3 years ago

Plasma Potassium Determines NCC Abundance in Adult Kidney-Specific γENaC Knockout.

Robert Koesters, Romain Perrier, Chloé Sergi, Marc P Maillard, Edith Hummler, Bernard C Rossier, Dominique Loffing-Cueni, Johannes Loffing, Emilie Boscardin
The amiloride-sensitive epithelial sodium channel (ENaC) and the thiazide-sensitive sodium chloride cotransporter (NCC) are key regulators of sodium and potassium and colocalize in the late distal convoluted tubule of the kidney. Loss of the αENaC subunit leads to a perinatal lethal phenotype characterized by sodium loss and hyperkalemia resembling the human syndrome pseudohypoaldosteronism type 1 (PHA-I). In adulthood, inducible nephron-specific deletion of αENaC in mice mimics the lethal phenotype observed in neonates, and as in humans, this phenotype is prevented by a high sodium (HNa+)/low potassium (LK+) rescue diet.

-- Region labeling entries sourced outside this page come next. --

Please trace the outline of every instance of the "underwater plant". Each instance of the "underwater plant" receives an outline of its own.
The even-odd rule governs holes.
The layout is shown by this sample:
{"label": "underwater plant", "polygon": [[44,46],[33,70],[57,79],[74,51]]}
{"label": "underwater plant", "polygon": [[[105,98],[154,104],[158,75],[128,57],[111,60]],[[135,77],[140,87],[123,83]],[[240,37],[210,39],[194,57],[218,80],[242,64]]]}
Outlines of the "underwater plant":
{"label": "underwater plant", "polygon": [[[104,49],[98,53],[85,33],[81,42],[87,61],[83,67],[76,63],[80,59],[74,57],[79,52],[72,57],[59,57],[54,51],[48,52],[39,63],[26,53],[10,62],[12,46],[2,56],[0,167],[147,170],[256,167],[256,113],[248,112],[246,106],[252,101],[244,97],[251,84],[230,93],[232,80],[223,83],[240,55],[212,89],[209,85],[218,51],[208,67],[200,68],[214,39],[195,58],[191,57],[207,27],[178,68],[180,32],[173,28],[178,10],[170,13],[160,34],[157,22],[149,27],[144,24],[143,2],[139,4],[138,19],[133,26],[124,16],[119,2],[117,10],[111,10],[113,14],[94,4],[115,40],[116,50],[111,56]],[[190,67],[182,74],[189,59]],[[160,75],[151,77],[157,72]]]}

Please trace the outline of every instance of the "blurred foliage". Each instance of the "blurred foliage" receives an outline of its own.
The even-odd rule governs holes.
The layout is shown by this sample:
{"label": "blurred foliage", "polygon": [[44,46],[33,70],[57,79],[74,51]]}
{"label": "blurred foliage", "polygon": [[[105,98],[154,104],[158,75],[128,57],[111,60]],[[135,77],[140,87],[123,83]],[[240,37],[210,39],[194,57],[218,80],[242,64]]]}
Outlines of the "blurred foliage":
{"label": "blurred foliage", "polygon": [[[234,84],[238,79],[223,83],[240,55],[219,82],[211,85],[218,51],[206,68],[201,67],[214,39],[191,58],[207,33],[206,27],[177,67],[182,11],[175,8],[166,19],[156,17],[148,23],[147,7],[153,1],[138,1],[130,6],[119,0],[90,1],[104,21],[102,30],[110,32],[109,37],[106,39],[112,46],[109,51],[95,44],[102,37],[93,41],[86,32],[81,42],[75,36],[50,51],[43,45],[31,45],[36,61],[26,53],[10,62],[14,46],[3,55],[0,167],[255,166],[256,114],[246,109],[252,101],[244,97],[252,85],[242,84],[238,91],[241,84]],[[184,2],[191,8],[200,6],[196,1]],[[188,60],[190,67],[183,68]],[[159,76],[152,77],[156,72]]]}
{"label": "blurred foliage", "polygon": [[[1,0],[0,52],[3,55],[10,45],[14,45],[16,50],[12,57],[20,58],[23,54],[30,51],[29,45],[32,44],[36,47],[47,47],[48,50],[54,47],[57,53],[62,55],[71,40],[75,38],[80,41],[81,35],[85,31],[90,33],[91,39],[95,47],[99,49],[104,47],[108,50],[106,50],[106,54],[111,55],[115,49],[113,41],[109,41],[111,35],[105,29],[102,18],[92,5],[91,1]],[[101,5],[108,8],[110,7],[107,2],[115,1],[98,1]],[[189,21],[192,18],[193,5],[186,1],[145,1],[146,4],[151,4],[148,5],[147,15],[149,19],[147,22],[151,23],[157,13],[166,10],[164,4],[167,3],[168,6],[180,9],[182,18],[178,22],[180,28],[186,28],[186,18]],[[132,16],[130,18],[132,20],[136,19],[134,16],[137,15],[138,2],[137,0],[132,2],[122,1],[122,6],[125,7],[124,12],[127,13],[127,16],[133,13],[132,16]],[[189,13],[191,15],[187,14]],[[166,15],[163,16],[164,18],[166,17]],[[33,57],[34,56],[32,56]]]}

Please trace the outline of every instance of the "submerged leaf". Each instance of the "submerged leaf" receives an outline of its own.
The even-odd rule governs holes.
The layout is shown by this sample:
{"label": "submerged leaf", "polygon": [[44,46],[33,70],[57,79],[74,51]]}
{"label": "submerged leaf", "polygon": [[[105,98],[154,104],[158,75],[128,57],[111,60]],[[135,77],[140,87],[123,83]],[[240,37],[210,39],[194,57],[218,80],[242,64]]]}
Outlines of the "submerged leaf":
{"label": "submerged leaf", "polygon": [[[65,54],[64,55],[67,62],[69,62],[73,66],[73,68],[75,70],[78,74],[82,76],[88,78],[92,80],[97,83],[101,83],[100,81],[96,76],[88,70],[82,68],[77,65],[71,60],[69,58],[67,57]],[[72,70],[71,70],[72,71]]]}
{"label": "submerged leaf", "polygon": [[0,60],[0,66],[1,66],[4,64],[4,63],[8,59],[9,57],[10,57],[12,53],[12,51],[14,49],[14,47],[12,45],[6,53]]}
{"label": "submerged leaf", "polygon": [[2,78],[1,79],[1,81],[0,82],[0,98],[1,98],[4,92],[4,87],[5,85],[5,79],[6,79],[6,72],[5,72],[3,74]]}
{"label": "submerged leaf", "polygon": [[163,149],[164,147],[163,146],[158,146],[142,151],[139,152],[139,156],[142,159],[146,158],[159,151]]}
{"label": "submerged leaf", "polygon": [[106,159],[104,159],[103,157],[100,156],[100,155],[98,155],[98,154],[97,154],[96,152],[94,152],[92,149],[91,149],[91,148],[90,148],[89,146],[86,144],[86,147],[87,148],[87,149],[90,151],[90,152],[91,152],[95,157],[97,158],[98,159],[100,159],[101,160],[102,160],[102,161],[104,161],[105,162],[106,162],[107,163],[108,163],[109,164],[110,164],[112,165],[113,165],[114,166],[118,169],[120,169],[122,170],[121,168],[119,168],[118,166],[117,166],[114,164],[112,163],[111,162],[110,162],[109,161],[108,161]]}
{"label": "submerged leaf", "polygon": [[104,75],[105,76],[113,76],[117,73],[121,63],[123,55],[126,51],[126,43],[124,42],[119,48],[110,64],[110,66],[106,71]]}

Rescue reflects activation of NCC, which is suppressed at baseline by elevated plasma potassium concentration. In this study, we investigated the role of the γENaC subunit in the PHA-I phenotype. Nephron-specific γENaC knockout mice also presented with salt-wasting syndrome and severe hyperkalemia. Unlike mice lacking αENaC or βΕΝaC, an HNa+/LK+ diet did not normalize plasma potassium (K+) concentration or increase NCC activation. However, when K+ was eliminated from the diet at the time that γENaC was deleted, plasma K+ concentration and NCC activity remained normal, and progressive weight loss was prevented. Loss of the late distal convoluted tubule, as well as overall reduced βENaC subunit expression, may be responsible for the more severe hyperkalemia. We conclude that plasma K+ concentration becomes the determining and limiting factor in regulating NCC activity, regardless of Na+ balance in γENaC-deficient mice.